Une fois que la pandémie de COVID-19 a commencé, les impayés ont augmenté pour les deux groupes de prêteurs. Cependant, pour le groupe B, la délinquance a augmenté à un taux encore plus élevé que le taux de délinquance du groupe A. Avant la pandémie, la différence des taux de délinquance était de 13,68 points de pourcentage ; après il était de 25,5 points de pourcentage. Comme le montre la figure 1, la différence d’écart de taux d’impayés a à peu près doublé entre les IMF qui n’ont pas mis en œuvre de nouvelles politiques de modification des prêts et celles qui l’ont fait une fois que la pandémie de COVID-19 a commencé. En plus des taux de délinquance, le solde de ces prêts en souffrance a également augmenté après la pandémie, ce qui signifie que les niveaux d’endettement des consommateurs ont augmenté (voir Figure 2).

Figure 1

Figure 2

Comme indiqué dans le tableau 1, le partenaire 1 a enregistré la plus forte diminution des impayés et le taux de remboursement le plus élevé une fois les politiques de modification des prêts mises en œuvre en 2020. Le partenaire 1 a lancé un nouveau produit de prêt de relance pour la pandémie qui a fourni des plans de refinancement, tandis que les partenaires 2 et 3 ont mis en œuvre un moratoire sur les remboursements de prêts. Le succès du partenaire 1 suggère que l’adaptation des approches aux types de chocs économiques peut mieux contrecarrer les chocs que des politiques globales telles que la suspension des remboursements.

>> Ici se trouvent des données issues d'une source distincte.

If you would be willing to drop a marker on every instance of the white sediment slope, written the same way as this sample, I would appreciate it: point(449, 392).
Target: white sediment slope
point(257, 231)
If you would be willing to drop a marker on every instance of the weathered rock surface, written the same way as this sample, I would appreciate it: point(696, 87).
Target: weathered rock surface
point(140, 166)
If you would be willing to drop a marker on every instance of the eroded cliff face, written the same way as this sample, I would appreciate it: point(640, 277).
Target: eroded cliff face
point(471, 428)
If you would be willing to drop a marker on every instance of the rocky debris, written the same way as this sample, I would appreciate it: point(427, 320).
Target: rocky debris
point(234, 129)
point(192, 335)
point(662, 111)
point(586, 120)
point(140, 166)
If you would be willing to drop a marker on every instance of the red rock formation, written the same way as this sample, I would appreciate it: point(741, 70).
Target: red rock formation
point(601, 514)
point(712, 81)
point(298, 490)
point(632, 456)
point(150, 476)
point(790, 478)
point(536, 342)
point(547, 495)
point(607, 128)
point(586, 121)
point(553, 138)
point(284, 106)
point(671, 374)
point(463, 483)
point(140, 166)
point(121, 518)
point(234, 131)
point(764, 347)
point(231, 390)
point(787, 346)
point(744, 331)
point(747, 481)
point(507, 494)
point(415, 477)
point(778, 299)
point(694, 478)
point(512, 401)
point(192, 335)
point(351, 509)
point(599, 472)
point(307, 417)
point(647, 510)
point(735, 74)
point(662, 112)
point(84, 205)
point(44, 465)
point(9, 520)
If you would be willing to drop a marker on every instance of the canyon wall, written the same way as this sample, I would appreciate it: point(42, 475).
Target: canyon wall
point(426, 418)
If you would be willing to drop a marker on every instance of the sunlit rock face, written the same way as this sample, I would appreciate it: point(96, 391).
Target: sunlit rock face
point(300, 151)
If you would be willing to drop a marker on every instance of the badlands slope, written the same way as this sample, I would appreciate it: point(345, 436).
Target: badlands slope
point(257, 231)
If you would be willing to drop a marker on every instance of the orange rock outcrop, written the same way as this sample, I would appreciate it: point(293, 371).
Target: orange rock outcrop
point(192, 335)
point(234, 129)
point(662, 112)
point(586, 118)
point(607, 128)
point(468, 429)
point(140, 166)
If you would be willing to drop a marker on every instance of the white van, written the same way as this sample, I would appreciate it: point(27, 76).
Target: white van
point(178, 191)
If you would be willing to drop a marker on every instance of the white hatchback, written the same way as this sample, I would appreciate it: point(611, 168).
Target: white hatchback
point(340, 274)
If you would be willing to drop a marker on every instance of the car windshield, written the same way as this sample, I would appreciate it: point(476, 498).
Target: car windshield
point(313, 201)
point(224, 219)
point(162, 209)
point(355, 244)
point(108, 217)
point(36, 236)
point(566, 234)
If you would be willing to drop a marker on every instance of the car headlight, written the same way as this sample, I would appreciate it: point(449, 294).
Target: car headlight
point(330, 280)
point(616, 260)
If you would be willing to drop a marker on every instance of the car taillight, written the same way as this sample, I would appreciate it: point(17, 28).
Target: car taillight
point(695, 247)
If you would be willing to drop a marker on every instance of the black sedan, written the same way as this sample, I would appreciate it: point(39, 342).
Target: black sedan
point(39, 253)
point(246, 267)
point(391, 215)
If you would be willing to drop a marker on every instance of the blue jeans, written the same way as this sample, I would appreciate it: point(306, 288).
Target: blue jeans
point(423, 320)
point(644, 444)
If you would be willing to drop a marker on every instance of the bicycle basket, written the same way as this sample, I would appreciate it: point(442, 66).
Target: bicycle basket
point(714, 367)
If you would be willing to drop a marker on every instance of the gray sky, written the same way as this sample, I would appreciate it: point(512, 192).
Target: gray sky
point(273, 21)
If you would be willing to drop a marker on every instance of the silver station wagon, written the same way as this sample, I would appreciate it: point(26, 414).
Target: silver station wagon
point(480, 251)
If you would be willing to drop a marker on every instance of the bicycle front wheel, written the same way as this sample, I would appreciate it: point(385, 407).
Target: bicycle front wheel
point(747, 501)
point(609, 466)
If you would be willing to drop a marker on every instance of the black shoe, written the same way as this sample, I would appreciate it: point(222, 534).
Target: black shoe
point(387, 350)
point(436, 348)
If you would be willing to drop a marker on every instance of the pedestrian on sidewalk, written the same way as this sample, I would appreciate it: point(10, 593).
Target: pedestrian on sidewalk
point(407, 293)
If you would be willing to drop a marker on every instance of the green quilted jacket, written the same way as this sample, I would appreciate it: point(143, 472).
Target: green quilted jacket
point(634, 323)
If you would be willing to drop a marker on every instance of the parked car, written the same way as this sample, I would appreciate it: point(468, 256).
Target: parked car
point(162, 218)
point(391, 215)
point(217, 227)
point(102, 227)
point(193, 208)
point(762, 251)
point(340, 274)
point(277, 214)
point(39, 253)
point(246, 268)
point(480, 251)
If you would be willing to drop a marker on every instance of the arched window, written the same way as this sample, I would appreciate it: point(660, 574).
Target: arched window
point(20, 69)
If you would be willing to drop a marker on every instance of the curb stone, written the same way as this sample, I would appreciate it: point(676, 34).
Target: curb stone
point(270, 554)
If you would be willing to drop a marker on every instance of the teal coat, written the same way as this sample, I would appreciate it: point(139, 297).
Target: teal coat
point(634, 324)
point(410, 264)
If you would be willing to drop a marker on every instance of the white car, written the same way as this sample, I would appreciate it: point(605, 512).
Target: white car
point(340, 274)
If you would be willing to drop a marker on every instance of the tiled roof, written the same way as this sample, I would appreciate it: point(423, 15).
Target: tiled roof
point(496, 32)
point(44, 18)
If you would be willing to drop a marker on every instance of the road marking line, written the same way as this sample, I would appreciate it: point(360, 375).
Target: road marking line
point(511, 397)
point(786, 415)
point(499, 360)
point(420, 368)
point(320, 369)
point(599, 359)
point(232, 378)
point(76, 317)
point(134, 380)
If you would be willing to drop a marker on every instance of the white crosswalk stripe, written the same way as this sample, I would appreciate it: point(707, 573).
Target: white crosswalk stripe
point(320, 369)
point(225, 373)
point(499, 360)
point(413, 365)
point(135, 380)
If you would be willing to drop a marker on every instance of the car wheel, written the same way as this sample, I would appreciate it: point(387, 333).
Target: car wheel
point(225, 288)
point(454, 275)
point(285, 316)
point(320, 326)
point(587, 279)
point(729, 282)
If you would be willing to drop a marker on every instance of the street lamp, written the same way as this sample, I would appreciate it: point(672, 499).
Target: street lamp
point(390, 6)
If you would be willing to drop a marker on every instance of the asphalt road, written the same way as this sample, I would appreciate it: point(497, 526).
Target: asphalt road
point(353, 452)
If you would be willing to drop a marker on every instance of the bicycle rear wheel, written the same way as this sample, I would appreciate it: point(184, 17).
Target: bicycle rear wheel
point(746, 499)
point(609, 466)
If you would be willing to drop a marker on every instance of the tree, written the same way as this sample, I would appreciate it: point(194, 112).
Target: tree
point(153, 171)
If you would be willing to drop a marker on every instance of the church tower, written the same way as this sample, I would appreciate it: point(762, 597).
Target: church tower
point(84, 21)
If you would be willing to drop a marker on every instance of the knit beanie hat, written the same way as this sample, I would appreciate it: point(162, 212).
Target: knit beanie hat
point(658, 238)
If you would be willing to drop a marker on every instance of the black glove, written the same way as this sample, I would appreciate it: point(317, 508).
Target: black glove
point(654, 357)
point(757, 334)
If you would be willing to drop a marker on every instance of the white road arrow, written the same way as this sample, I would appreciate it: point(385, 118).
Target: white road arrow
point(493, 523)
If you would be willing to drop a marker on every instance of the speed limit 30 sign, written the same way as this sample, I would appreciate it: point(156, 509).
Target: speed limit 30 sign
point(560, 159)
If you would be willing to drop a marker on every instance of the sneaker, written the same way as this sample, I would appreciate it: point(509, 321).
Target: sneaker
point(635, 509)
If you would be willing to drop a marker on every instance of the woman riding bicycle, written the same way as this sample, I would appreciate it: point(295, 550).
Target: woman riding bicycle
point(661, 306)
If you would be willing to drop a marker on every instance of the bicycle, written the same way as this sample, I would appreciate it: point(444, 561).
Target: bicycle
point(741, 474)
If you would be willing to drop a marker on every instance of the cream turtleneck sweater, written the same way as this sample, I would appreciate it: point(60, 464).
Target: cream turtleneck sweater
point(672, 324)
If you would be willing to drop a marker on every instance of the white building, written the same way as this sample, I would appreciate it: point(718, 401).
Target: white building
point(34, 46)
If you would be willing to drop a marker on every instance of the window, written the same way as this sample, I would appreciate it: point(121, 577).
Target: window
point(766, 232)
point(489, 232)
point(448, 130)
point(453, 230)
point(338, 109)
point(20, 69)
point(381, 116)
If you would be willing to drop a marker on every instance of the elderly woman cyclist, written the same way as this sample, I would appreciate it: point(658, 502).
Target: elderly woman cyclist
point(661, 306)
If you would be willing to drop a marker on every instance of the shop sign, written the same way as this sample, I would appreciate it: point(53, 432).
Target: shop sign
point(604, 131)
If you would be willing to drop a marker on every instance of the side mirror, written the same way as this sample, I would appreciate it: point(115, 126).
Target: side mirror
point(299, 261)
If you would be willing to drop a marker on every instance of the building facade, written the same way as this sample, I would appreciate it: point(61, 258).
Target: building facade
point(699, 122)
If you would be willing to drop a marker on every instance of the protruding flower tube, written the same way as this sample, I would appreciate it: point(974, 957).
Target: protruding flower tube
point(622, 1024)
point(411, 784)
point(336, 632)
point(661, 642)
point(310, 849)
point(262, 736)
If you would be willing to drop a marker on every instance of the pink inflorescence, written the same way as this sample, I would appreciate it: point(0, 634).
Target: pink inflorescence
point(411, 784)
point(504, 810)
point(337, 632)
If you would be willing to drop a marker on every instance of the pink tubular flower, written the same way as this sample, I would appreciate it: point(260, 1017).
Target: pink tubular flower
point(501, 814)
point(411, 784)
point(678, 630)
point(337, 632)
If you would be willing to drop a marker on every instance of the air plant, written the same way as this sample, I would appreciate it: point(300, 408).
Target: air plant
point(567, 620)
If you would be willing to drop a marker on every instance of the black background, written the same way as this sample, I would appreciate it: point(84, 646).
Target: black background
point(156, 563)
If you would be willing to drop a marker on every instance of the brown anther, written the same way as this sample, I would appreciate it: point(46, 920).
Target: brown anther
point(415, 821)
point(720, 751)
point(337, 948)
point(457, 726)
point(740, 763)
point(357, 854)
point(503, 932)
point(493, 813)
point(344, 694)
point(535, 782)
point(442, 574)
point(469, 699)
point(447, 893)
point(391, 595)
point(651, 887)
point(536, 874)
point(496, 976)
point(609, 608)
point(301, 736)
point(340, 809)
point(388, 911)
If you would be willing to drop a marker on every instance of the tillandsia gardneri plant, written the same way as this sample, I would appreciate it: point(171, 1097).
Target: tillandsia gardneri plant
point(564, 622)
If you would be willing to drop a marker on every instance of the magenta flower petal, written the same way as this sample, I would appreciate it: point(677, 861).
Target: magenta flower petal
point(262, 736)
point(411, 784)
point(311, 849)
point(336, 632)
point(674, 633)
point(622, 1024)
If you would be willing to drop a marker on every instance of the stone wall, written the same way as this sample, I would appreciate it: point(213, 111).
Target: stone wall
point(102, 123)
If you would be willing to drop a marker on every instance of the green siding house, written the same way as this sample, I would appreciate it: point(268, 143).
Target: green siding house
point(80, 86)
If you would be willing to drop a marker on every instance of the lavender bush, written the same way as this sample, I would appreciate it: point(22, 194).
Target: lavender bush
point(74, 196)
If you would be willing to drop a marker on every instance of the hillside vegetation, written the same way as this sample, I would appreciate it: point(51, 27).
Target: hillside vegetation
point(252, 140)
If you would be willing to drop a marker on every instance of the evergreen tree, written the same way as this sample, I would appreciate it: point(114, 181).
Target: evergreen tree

Malheureusement, nous ne pouvons pas observer dans les données si un emprunteur a reçu une modification de prêt et si oui, quel type de modification il a reçu. Il s’agit de données importantes à collecter, car des recherches antérieures ont montré qu’aux États-Unis les diminutions à court terme des mensualités améliorent le remboursement des prêts hypothécaires, tandis que les futures dépréciations d’intérêts améliorent le remboursement des dettes de carte de crédit. De plus, on ne peut pas dire que ces programmes de remboursement étaient la cause des taux de remboursement plus élevés (taux de délinquance plus faibles). Des taux de délinquance plus faibles pourraient être dus à des emprunteurs plus proactifs triant dans des programmes de modification plutôt qu’aux effets des programmes eux-mêmes. Les travaux futurs, éventuellement par le biais d’évaluations aléatoires, peuvent aider à distinguer l’effet des politiques de restructuration de la dette de la qualité des emprunteurs.

Lorsque les ménages à faible revenu subissent des chocs, la flexibilité du crédit permet aux ménages de faire face à des défis tels que des catastrophes naturelles, des frais médicaux imprévus ou une pandémie mondiale. Nous sommes encore en train d’apprendre quels types de modifications sont les plus efficaces. Nos résultats suggèrent que les politiques conçues pour faire face aux chocs économiques induits par la pandémie de COVID-19 au Kenya ont le mieux réussi à la fois à prévenir la délinquance et à remettre les emprunteurs en défaut sur la bonne voie pour rembourser. En apprenant de cela, les prêteurs devraient envisager d’établir des canaux qui leur permettent de réviser, d’adapter et de lancer des produits de prêt en réponse aux futurs défis économiques systémiques et individuels.